Gomeroi man William Allan Irwin was born in 1878, on Burra Bee Dee Aboriginal Mission, near Coonabarabran in New South Wales. After his parents separated, he moved to Moree with his mother, Eliza Allen. William, known to his family as Bill, worked as a shearer after leaving school. He and his brothers Harry and Jack found work on farms across northern New South Wales and southern Queensland.
After discovering that his fiancé had married another man while he was away shearing, William decided to join the Australian Imperial Force. He enlisted in January 1916, aged 37. His brother Harry tried to stop William from going, racing through the countryside on horseback to find him before embarkation.
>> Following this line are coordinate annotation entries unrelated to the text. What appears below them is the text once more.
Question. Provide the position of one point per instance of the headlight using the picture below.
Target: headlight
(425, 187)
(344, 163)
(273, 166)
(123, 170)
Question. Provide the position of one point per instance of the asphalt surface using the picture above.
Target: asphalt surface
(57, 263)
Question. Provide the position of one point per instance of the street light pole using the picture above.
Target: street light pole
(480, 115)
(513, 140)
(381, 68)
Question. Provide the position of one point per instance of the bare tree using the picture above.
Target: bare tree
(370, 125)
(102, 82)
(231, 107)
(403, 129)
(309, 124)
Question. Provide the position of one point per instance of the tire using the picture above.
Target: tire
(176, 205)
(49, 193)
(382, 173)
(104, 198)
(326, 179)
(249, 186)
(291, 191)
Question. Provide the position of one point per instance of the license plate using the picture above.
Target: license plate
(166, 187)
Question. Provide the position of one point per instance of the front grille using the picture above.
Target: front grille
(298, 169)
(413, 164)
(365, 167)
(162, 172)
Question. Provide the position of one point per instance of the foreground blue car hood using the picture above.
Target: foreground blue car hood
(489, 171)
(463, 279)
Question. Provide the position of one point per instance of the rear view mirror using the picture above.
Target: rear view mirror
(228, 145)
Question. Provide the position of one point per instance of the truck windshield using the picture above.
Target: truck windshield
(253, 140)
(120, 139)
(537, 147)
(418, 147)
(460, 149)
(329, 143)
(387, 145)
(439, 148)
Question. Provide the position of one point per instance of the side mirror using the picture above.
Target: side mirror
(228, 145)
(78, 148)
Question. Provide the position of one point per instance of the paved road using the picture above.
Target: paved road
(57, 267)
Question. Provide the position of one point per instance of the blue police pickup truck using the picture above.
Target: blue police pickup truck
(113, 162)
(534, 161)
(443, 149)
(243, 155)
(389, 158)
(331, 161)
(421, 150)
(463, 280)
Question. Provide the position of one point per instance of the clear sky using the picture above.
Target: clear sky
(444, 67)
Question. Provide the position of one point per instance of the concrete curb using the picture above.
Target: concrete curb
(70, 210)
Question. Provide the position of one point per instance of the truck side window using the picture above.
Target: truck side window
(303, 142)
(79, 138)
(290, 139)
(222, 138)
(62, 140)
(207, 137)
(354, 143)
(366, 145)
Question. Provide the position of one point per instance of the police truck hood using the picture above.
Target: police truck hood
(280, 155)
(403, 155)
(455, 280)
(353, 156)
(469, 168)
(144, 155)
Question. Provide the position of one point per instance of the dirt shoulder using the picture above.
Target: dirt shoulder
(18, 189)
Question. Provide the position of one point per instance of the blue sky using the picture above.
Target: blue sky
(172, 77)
Harry was too late though, as William had already boarded the transport ship Marathon with the 33rd battalion, leaving Sydney on 4 May.
William trained in England for several months before travelling to France to endure the terrible winter of 1916 and 1917. He saw action across various battlefields on the Western Front, including Messines, Villers-Bretonneux, and Amiens. His service records state that he received a gunshot wound in August 1917, and was wounded again in April 1918. After both these instances he was evacuated to England for treatment, before returning to his battalion.
In August 1918, William’s company was involved in intense fighting near Mont St Quentin. The battalion was trying to get control of German-held positions at Road Wood, where they faced intense German machine-gun fire. William’s colleague, Private George Cartwright, charged one of the machine-guns, capturing it along with nine prisoners. William then captured three enemy machine-gun posts and their crews, one after another. When he tried to capture a fourth, he was severely wounded in his back and thigh. He died the next day, on 1 September 1918.